|February 26, 2010||Posted by Walt Ciechanowski|
I just got back from our trip to Walt Disney World. For the second time we decided to drive rather than fly and stopped in North Carolina along the way. Even before we started, our mini-van was filled with accents. I have a South Jersey accent (no, I don’t sound like Rocky or Tony Soprano, although I do pronounce that wet stuff as “wooder”). My in-laws are from the Bronx and Connecticutt, and my wife has that Midwestern “non-accent.” Needless to say I heard my share of Southern accents (in various forms) along the ride, and Walt Disney World is filled with accents from all over the world.
While driving along the 95 corridor and not being too distracted by “South of the Border” signs, I began to muse on accents and fantasy RPGs. I’ve been playing since 1982, and even now, in 2010, most fantasy campaigns that I have played in regularly are primarily set in a pseudo-medieval Western Europe. Generally, when attempted, the accents bear this out. I’ve heard my share of Scottish Dwarves, Viking barbarians, and French paladins. The only non-European accents I usually come across are either specifically foreign (e.g. a samurai steps off a boat) or the player simply uses her own accent.

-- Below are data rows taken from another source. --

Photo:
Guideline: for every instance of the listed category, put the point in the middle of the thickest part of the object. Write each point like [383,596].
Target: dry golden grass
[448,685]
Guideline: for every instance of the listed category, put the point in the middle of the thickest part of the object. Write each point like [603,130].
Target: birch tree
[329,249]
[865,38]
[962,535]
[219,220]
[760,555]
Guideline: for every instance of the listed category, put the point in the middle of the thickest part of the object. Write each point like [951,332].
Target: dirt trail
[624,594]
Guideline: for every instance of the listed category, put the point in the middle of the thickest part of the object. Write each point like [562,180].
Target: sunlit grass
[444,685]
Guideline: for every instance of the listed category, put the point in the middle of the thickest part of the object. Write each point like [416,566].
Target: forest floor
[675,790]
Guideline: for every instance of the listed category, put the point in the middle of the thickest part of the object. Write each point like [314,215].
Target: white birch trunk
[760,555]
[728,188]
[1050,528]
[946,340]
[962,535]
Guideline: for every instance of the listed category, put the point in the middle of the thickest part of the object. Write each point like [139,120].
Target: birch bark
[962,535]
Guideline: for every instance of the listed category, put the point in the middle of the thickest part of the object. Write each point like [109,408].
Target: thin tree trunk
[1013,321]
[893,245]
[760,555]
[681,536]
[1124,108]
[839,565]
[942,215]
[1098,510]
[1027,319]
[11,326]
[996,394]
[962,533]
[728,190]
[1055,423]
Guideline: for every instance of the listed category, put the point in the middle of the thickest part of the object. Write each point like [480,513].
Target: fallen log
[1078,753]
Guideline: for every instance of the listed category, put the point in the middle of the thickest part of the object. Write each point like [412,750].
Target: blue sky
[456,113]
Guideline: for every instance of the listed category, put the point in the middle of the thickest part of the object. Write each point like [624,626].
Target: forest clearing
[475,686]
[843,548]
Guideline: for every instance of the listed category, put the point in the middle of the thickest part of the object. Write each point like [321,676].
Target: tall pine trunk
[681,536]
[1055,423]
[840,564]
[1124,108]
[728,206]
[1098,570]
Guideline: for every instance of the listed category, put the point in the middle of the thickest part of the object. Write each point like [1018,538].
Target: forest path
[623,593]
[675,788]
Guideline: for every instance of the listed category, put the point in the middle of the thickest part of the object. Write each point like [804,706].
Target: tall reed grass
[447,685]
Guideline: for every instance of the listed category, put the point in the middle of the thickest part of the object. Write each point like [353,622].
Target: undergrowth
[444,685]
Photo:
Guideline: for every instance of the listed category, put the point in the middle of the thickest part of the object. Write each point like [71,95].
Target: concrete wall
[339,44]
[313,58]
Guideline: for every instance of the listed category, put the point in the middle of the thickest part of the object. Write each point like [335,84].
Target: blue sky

This got me thinking. What if I populated my fantasy world with North American accents and dialects? Would it be jarring for dwarves to sound like English Canadians? How about Elves that sounded like they came from the Deep South? What if the people of a cosmopolitan city sounded like New Yorkers? Would it work if all of the members of a particular ranger order had Texan accents? What if the swamp-dwelling Halflings spoke in a Cajun dialect?
So what do you think? Would it be too jarring if your pseudo-medieval fantasy setting borrowed dialects and accents from North America (or heck, any other region of the world)? Have you run or played in fantasy settings that used diverse American accents? How well does it work?